La modernité du « Touche pas à ma bière », par Soulaimane Raïssouni
Dix années se sont écoulées entre la formation du gouvernement el Youssoufi en 1998 et la création du PAM en 2008, dix années qui ont suffi à la mise en place d’une bipolarisation socioculturelle et politique appelée aujourd’hui à clarifier les 2 pôles partisans au Maroc que sont le PAM et le PJD.
Cette bipolarisation a été rendue possible suite à deux processus qui se sont déroulés à cette époque : 1/ l’adhésion d’éléments de gauche dans la justice transitionnelle à travers l’Instance Vérité et Réconciliation, dans laquelle Fouad Ali al Himma avait joué un rôle primordial, et 2/, l'expérience marocaine d'intégration de la femme au développement dans les années 2000, et qui a vu le PJD y tenir un rôle négatif en enterrant un plan de développement homogène en raison de son opposition au volet du statut personnel, une opposition qui s’était transformée par la suite, bon gré mal gré, en acceptation après l’implication de la commission royale de révision du Code de la famille, présidée alors par Mhamed Boucetta et non par des gens de gauche.
Durant cette décennie, de nombreux gauchistes et de libéraux avaient demandé à mettre en place un pôle moderniste qui se construirait sur les décombres et les ruines de la Koutla démocratique, laquelle n’avait plus de raisons d’être, selon eux, comme si le Maroc avait achevé de poser les fondements d’un Etat démocratique. Une partie non négligeable de ces gens avait demandé la dissolution du PJD après les attentats du 16 mai 2003.
Ces « modernistes » estimaient qu’il y avait un antagonisme de fond entre eux et les islamistes, un antagonisme frontal et transcendant aux termes duquel il importait, pour se défaire de la mouvance islamiste, de s’allier avec un « pouvoir moderniste », même s’il n’était pas démocratique.

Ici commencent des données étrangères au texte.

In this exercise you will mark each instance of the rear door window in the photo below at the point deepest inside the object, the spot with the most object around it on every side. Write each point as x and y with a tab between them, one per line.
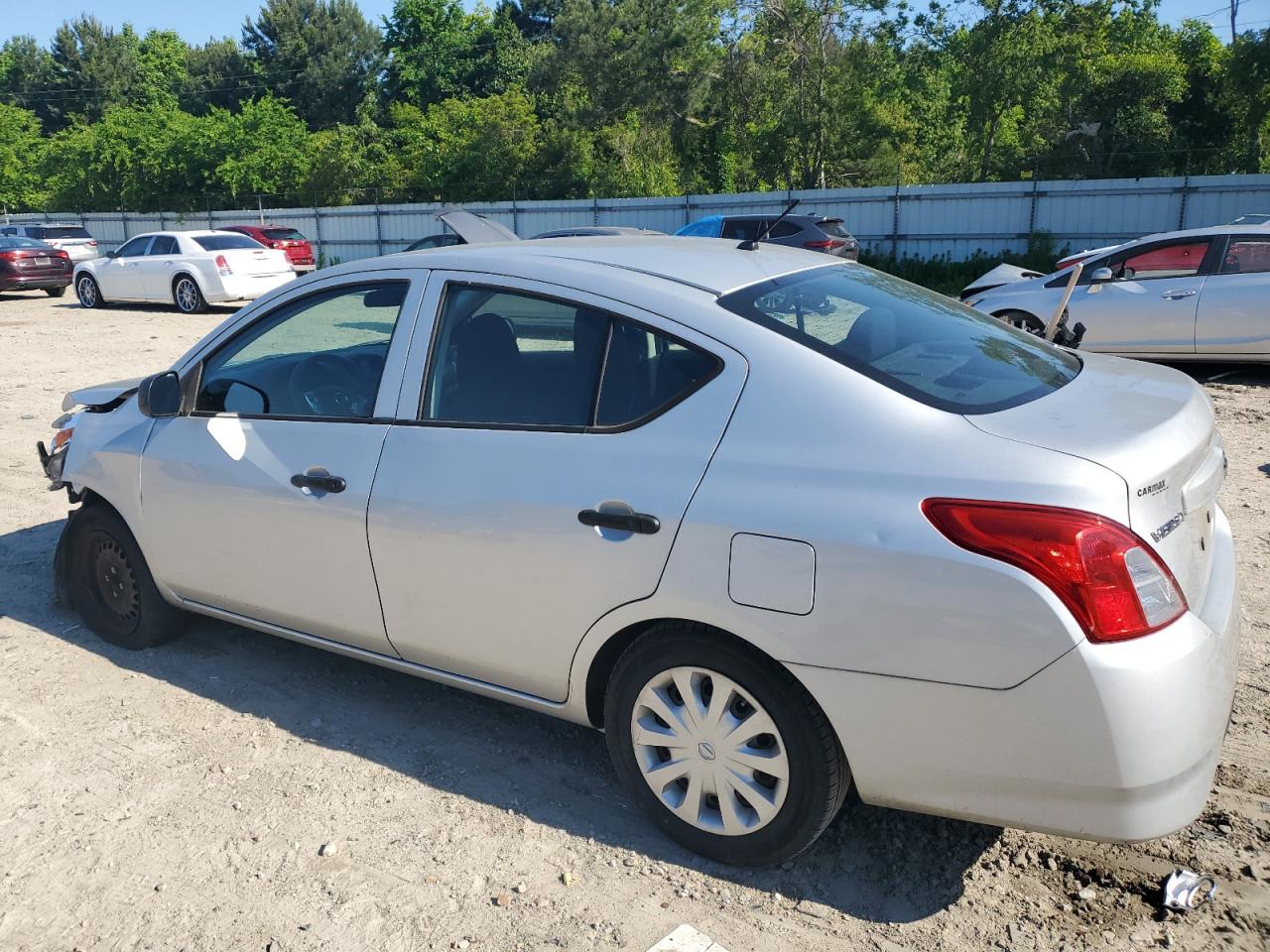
919	343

Et bien que les protestations populaires de 2011 avaient
montré que les Marocains aspiraient davantage à la justice et à la démocratie qu’à la liberté et aux libertés… et bien que le passage du PJD au gouvernement ait montré qu’il ne fallait pas craindre de voir s’abaisser le plafond des libertés mis en place par la monarchie qui le défendait contre ceux qui voulaient le relever et ceux qui voulaient le baisser… et bien aussi que l’expérience avait montré que l’on pouvait faire évoluer les islamistes en ouvrant avec eux un dialogue et non en les ostracisant… on constatera que les « modernistes » – à l’exception des partis et des intellectuels de la gauche démocratique – utilisent tous les moyens à leur disposition pour contrecarrer l’avancée des islamistes. Or cette démarche nuit autant à la démocratie qu’elle profite aux islamistes qu’elle renforce, surtout quand le citoyen lambda observe que ces partis venus en brandissant un programme « moderniste » usent de vieilles ficelles et des anciennes méthodes pour parvenir au pouvoir.

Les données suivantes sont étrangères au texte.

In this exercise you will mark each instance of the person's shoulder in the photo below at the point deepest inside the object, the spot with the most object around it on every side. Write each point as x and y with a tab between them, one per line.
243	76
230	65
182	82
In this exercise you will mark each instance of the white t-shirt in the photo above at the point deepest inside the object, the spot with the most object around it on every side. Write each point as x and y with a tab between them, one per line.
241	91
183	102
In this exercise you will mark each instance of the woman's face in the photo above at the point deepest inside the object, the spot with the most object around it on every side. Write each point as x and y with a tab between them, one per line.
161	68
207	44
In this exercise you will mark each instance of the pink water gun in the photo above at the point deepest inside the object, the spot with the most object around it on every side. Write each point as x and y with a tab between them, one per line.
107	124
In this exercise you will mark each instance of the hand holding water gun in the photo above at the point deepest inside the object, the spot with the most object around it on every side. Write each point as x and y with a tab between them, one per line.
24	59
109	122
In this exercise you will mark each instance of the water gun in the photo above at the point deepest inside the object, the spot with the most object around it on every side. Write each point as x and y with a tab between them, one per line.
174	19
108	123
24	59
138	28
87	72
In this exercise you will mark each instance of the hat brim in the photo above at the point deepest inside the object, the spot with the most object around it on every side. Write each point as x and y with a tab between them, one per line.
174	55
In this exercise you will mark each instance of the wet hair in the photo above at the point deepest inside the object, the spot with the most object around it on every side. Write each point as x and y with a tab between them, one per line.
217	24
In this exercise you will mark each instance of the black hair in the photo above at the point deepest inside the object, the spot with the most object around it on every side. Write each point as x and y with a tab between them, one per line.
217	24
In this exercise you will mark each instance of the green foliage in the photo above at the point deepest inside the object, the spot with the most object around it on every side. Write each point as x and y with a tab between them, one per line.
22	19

La lutte contre le projet islamiste ne saurait ni ne pourrait réussir en affrontant les islamistes comme dans une chasse aux sorcières, mais en bâtissant un cadre démocratique, populaire et rationnel et en défendant l’idée que le passage vers la modernité devra nécessairement transiter par la case « démocratie et justice » et par la réhabilitation d’un socle culturel de Lumières dont les islamistes ont jusque-là échoué à ébranler les fondements. Et cela ne pourrait être le fait que de partis de gauche ayant l’autonomie de leurs décisions internes et affichant des idées démocratiques et modernes, et non d’élites qui réduisent cette modernité au slogan « Touche pas à ma bière »… des élites qui rappellent en quelque sorte cette fameuse sortie du chanteur de raï Khaled qui avait proclamé son soutien à la candidature d’Abdelaziz Bouteflika pour garantir sa liberté de déguster un bon verre de whisky sans avoir peur des islamistes.